De acordo com Camila, a indicação desses medicamentos varia conforme o perfil clínico do paciente, o tipo de fármaco e as condições de saúde associadas. Por isso, a avaliação individualizada e o acompanhamento profissional são indispensáveis. “A orientação especializada evita falsas expectativas e reduz o risco de efeitos adversos”, explica. Confira, na sessão de perguntas e respostas abaixo, as recomendações da nutricionista sobre o assunto.

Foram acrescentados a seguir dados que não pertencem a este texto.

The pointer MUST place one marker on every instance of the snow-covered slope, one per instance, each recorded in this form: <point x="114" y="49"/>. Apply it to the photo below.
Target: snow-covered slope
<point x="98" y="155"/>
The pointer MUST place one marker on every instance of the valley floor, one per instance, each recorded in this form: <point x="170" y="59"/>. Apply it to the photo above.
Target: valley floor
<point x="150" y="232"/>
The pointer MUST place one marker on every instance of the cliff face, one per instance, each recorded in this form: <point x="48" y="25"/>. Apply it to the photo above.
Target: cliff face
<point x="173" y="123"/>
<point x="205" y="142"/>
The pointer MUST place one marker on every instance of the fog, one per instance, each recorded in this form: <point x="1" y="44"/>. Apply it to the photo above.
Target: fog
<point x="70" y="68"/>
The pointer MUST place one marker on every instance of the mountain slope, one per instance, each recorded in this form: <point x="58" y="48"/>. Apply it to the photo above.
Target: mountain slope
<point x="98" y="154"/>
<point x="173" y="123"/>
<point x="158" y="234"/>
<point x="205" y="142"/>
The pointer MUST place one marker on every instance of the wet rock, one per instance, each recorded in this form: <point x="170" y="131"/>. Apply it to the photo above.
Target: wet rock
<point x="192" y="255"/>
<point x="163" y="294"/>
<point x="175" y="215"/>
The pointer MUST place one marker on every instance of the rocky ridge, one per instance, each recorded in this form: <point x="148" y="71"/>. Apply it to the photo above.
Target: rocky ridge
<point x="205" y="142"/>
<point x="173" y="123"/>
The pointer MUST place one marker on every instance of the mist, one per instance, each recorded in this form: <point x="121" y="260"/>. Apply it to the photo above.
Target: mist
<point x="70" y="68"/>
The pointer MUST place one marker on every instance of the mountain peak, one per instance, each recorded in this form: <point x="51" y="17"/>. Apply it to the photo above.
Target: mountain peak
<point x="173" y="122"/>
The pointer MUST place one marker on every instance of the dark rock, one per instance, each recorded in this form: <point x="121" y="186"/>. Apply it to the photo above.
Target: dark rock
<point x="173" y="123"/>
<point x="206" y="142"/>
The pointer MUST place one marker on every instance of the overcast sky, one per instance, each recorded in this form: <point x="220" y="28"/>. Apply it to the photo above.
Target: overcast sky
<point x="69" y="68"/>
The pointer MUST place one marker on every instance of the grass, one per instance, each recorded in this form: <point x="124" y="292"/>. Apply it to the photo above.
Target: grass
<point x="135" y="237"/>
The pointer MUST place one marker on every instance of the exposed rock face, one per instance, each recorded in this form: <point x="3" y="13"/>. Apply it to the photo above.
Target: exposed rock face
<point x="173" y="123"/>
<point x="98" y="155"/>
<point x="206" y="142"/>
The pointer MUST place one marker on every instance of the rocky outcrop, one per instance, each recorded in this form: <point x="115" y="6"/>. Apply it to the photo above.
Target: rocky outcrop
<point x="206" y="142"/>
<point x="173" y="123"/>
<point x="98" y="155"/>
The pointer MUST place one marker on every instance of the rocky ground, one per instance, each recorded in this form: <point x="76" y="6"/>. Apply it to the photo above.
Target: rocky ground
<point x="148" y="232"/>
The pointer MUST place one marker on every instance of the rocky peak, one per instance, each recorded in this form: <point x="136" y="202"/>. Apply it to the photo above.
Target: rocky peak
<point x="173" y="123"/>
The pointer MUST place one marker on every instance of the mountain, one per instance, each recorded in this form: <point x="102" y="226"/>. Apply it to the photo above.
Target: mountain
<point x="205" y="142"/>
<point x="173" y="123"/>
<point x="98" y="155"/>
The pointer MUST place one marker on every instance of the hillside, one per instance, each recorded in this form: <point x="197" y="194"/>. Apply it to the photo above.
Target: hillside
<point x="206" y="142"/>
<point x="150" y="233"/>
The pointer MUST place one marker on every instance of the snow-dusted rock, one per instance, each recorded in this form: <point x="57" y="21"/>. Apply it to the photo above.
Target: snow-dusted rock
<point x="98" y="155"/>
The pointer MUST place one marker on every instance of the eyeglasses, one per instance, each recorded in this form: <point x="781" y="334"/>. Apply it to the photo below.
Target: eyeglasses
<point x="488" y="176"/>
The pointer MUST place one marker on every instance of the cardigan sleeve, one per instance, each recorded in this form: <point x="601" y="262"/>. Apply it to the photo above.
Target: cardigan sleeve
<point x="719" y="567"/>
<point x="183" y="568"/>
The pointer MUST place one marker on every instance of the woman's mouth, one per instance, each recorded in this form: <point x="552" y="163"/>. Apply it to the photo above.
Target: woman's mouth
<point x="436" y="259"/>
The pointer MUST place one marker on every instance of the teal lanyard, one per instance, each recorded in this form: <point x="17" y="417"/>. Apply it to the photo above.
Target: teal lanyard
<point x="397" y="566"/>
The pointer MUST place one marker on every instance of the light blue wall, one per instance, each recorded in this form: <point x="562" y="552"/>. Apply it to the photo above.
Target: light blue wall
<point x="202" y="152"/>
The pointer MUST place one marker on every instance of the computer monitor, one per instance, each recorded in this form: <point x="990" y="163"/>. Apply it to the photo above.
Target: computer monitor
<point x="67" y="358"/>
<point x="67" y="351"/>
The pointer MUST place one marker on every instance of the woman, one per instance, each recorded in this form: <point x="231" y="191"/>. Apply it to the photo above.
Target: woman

"Canetas emagrecedoras" são seguras?

São seguras quando prescritas por um médico, mas não são isentas de efeitos colaterais e não substituem a reeducação alimentar e as atividades físicas.

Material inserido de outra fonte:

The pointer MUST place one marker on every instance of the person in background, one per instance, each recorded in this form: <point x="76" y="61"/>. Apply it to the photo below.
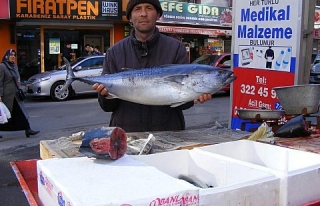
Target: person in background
<point x="145" y="47"/>
<point x="96" y="51"/>
<point x="8" y="95"/>
<point x="86" y="51"/>
<point x="67" y="51"/>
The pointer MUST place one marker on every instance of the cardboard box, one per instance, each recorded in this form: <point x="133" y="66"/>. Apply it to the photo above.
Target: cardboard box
<point x="299" y="171"/>
<point x="126" y="181"/>
<point x="232" y="183"/>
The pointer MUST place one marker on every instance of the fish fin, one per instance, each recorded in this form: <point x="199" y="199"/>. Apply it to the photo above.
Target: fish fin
<point x="176" y="78"/>
<point x="126" y="69"/>
<point x="177" y="104"/>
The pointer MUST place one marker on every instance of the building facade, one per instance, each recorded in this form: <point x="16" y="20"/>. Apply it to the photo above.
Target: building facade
<point x="39" y="29"/>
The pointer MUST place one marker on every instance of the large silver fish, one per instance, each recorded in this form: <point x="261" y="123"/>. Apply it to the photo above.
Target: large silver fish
<point x="165" y="85"/>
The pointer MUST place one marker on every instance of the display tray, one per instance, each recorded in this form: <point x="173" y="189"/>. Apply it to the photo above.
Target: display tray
<point x="26" y="173"/>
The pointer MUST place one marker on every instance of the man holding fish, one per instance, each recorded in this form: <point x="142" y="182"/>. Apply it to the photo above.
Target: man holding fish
<point x="146" y="47"/>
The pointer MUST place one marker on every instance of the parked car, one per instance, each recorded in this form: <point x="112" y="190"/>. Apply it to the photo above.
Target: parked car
<point x="217" y="60"/>
<point x="49" y="83"/>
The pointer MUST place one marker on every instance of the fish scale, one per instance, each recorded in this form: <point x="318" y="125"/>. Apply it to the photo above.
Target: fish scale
<point x="164" y="85"/>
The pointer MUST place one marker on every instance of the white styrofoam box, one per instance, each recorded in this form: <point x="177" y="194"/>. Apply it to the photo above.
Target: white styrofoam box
<point x="126" y="181"/>
<point x="299" y="171"/>
<point x="233" y="183"/>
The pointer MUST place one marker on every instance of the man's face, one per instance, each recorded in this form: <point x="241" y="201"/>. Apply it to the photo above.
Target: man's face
<point x="12" y="57"/>
<point x="144" y="17"/>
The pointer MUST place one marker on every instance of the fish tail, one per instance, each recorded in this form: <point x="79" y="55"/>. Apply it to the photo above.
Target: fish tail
<point x="70" y="75"/>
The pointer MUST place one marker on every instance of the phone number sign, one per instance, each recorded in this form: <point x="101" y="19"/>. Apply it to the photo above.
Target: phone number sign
<point x="265" y="53"/>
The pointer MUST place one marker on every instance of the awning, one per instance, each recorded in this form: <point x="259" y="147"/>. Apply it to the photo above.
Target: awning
<point x="189" y="30"/>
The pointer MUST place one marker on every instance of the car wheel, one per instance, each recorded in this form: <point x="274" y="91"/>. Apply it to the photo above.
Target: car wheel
<point x="55" y="92"/>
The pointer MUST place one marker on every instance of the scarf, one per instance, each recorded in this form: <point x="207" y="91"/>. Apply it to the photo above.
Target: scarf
<point x="5" y="58"/>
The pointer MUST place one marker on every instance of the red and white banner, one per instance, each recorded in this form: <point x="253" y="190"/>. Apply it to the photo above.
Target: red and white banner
<point x="189" y="30"/>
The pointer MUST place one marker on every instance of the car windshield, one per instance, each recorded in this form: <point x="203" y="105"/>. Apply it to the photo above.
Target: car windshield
<point x="206" y="59"/>
<point x="63" y="67"/>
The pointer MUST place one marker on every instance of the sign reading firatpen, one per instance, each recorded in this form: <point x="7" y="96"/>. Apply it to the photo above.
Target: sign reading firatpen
<point x="266" y="47"/>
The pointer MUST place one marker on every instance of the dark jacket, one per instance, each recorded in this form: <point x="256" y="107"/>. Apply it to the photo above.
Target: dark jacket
<point x="130" y="53"/>
<point x="8" y="88"/>
<point x="67" y="53"/>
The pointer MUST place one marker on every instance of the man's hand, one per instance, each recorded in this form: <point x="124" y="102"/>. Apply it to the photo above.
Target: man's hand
<point x="100" y="88"/>
<point x="202" y="98"/>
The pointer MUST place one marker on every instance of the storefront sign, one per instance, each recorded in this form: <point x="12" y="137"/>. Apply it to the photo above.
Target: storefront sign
<point x="54" y="45"/>
<point x="195" y="14"/>
<point x="4" y="9"/>
<point x="71" y="9"/>
<point x="266" y="36"/>
<point x="189" y="30"/>
<point x="317" y="16"/>
<point x="316" y="33"/>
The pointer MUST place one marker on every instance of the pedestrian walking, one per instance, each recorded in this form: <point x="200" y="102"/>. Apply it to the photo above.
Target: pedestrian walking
<point x="9" y="86"/>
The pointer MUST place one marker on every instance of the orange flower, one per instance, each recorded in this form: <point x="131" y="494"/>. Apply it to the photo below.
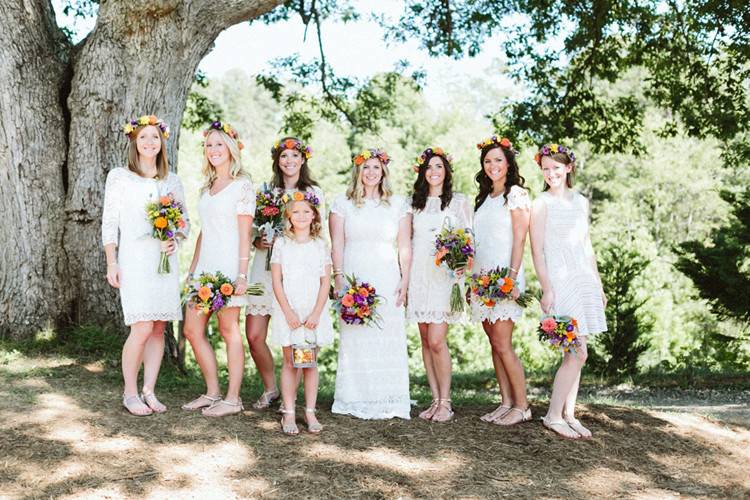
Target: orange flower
<point x="204" y="293"/>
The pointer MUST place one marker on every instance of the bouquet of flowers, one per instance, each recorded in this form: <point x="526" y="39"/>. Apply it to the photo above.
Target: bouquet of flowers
<point x="269" y="215"/>
<point x="212" y="291"/>
<point x="166" y="217"/>
<point x="560" y="332"/>
<point x="454" y="250"/>
<point x="357" y="305"/>
<point x="494" y="285"/>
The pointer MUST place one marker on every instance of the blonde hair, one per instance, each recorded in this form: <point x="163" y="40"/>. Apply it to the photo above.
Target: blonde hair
<point x="235" y="167"/>
<point x="316" y="227"/>
<point x="356" y="189"/>
<point x="162" y="166"/>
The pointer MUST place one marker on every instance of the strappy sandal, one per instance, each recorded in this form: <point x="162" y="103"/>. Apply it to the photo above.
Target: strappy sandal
<point x="448" y="405"/>
<point x="265" y="399"/>
<point x="495" y="414"/>
<point x="289" y="429"/>
<point x="578" y="427"/>
<point x="202" y="401"/>
<point x="313" y="428"/>
<point x="430" y="411"/>
<point x="223" y="408"/>
<point x="150" y="399"/>
<point x="525" y="417"/>
<point x="142" y="411"/>
<point x="561" y="428"/>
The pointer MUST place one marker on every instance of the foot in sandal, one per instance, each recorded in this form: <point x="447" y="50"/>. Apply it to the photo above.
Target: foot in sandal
<point x="202" y="401"/>
<point x="223" y="408"/>
<point x="577" y="426"/>
<point x="135" y="406"/>
<point x="313" y="426"/>
<point x="289" y="423"/>
<point x="561" y="428"/>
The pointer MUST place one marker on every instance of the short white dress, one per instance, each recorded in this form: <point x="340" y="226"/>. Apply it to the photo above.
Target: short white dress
<point x="145" y="294"/>
<point x="220" y="240"/>
<point x="372" y="377"/>
<point x="568" y="255"/>
<point x="430" y="285"/>
<point x="262" y="305"/>
<point x="493" y="230"/>
<point x="302" y="266"/>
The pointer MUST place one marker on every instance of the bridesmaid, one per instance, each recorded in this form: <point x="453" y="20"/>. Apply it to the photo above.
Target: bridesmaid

Em quais casos elas são indicadas?

No tratamento da obesidade, do sobrepeso com comorbidades e do diabetes tipo 2.

Como funcionam no organismo?

Elas imitam hormônios intestinais que reduzem a fome, retardam o esvaziamento gástrico e ajudam a controlar a glicose.

Quais os riscos da automedicação?

Pode levar ao desenvolvimento de pancreatite aguda, perda de massa muscular, desidratação, desequilíbrios eletrolíticos e efeito rebote, com recuperação rápida do peso perdido.

Quem não deve utilizar?

Gestantes, lactantes, pessoas com histórico de pancreatite, diabetes tipo 1 ou histórico familiar de câncer medular de tireoide.

Alerta da Anvisa

Diante do aumento da automedicação, a Agência Nacional de Vigilância Sanitária (Anvisa) emitiu alertas sobre o uso das canetas emagrecedoras. O órgão investiga uma possível relação desses medicamentos com casos de pancreatite aguda no Brasil. Outro alerta refere-se à circulação de produtos falsificados ou sem procedência, que podem ser ainda mais perigosos, pois não há garantia sobre sua composição. A venda sem receita médica é proibida, e o uso deve ocorrer somente com prescrição e acompanhamento profissional.